Will the Feds Come After Legal Pot in Washington and Colorado?

Since it became clear last month that recreational marijuana initiatives would pass in Colorado and Washington, the big question has been: Will the Feds come after these states?

Under federal law, recreational marijuana use is still illegal. But now that the American people (in two states, at least) have made it clear they support legal recreational marijuana use, the Feds have to make a choice about whether to lay down the law – the federal law, that is -- or respect voters' choices.

The New York Times had a story yesterday about this issue. It noted that “the Obama administration has been holding high-level meetings since the election to debate the response of federal law enforcement agencies to the decriminalization efforts.”

Marijuana use in both states continues to be illegal under the federal Controlled Substances Act. One option is to sue the states on the grounds that any effort to regulate marijuana is pre-empted by federal law. Should the Justice Department prevail, it would raise the possibility of striking down the entire initiatives on the theory that voters would not have approved legalizing the drug without tight regulations and licensing similar to controls on hard alcohol.

Some law enforcement officials, alarmed at the prospect that marijuana users in both states could get used to flouting federal law openly, are said to be pushing for a stern response.
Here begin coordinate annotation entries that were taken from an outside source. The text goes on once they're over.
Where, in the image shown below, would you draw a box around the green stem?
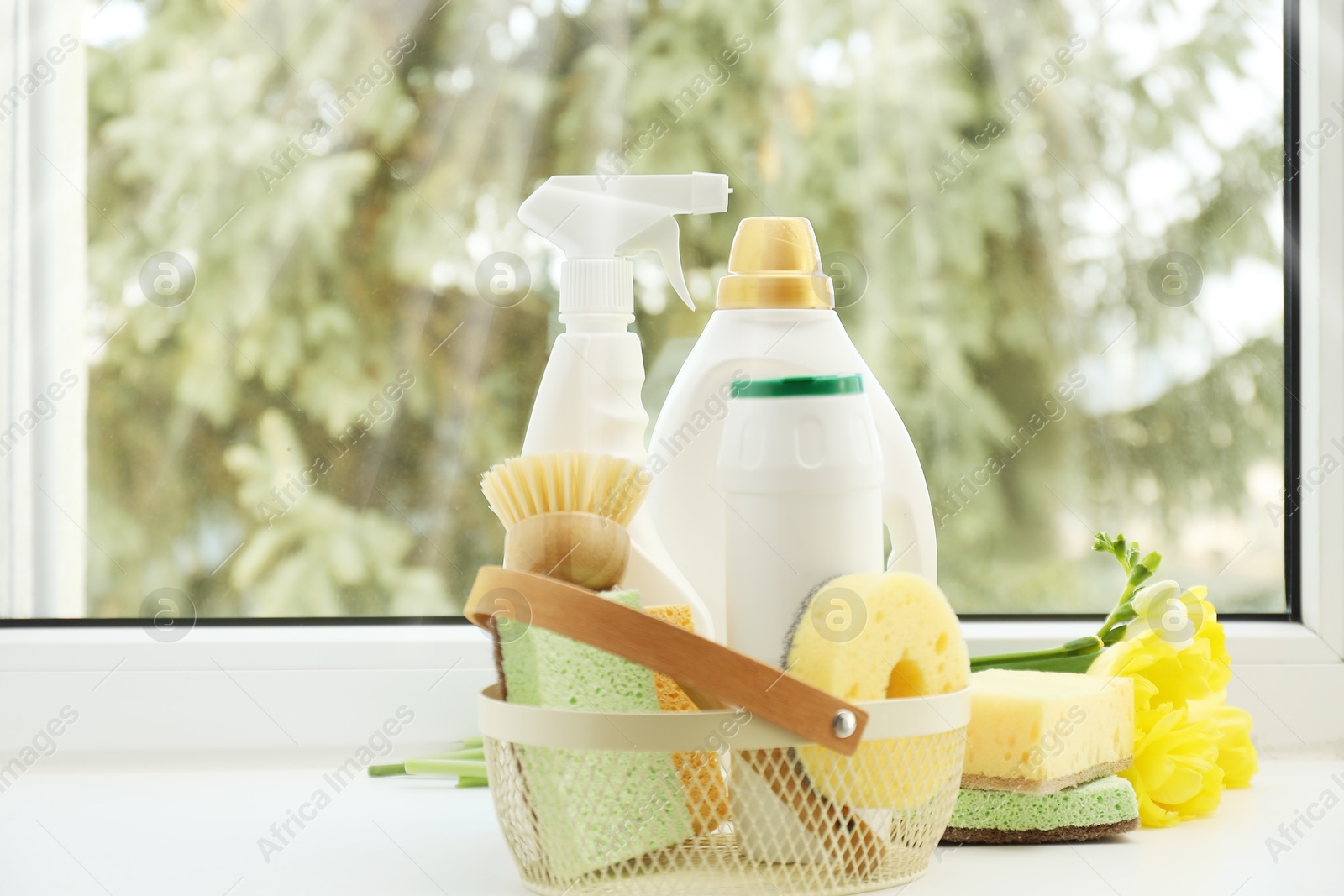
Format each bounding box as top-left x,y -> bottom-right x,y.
970,532 -> 1163,672
970,634 -> 1102,672
368,762 -> 406,778
406,757 -> 486,778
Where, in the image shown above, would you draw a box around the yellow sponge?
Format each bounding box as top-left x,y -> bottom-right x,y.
786,572 -> 970,809
961,669 -> 1134,794
645,605 -> 728,836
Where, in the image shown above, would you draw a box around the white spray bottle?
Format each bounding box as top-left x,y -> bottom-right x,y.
517,172 -> 732,638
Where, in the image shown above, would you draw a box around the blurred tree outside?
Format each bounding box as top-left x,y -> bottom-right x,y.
78,0 -> 1284,616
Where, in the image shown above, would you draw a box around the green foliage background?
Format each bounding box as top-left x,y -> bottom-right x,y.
81,0 -> 1284,616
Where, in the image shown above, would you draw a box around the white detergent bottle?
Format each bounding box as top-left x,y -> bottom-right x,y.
717,374 -> 883,669
648,217 -> 938,642
517,172 -> 732,638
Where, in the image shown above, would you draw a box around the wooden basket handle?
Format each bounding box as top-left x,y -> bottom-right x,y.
465,567 -> 869,757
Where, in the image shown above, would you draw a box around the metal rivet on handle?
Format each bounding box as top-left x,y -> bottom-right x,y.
831,710 -> 858,739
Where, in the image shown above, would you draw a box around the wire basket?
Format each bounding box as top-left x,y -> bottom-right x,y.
480,685 -> 970,896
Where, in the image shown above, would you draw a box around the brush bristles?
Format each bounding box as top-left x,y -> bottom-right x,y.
481,451 -> 650,529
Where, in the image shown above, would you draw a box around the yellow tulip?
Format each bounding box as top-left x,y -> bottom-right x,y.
1189,697 -> 1259,787
1120,704 -> 1223,827
1089,583 -> 1257,827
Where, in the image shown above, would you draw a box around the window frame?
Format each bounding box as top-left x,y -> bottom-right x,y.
0,0 -> 1344,759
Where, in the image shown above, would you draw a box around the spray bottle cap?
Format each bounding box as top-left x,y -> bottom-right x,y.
517,172 -> 732,314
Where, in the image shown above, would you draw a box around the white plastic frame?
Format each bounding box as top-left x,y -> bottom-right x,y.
0,0 -> 1344,763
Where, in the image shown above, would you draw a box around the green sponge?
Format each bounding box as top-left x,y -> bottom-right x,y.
942,775 -> 1138,844
499,591 -> 694,880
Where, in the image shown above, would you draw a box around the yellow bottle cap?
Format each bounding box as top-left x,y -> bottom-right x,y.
715,217 -> 836,309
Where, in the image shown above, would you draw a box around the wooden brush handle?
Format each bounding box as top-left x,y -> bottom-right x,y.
465,567 -> 869,757
504,511 -> 630,591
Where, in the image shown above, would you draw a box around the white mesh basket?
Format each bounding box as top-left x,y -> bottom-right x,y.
480,685 -> 970,896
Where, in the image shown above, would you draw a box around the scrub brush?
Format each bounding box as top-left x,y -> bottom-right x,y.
481,451 -> 650,591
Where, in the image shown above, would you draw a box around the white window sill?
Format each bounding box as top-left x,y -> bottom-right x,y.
0,753 -> 1344,896
0,622 -> 1344,757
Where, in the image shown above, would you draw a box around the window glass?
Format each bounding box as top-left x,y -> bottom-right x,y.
82,0 -> 1288,616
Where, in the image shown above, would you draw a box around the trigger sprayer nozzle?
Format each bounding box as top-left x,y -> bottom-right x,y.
517,172 -> 732,314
But such a response would raise political complications for President Obama because marijuana legalization is popular among liberal Democrats who just turned out to re-elect him.

Indeed, legalizing marijuana for recreational use is popular among Democrats, but also among the majority of citizens as a whole in at least two states. It was controversial enough when the Feds were raiding medical weed facilities in California; just imagine the outcry if they try to go after full marijuana legalization that the citizens of Colorado and Washington voted for.

Meanwhile, legal marijuana advocates are waiting for the ruling to be handed down in the Americans for Safe Access v. DEA case, which went to the Federal Appeals Court back in October. According to Americans for Safe Access, the case “is an appeal of the DEA’s rejection of a petition filed in 2002 seeking to change the placement of marijuana as a Schedule I drug per the Controlled Substances Act. Based on the scientific evidence, ASA and our fellow plaintiffs feel that it is simply untrue that cannabis is a drug with a ‘high potential for abuse’ and ‘without accepted medical use in treatment in the United States.’” The case represents the first time in two decades that the science of medical marijuana has been considered by federal courts, and the ruling could have huge implications: The loser is expected to appeal to the Supreme Court, which could lead to huge changes in federal marijuana laws.

So will the Feds accept that the tide is turning? It looks like we’re about to find out.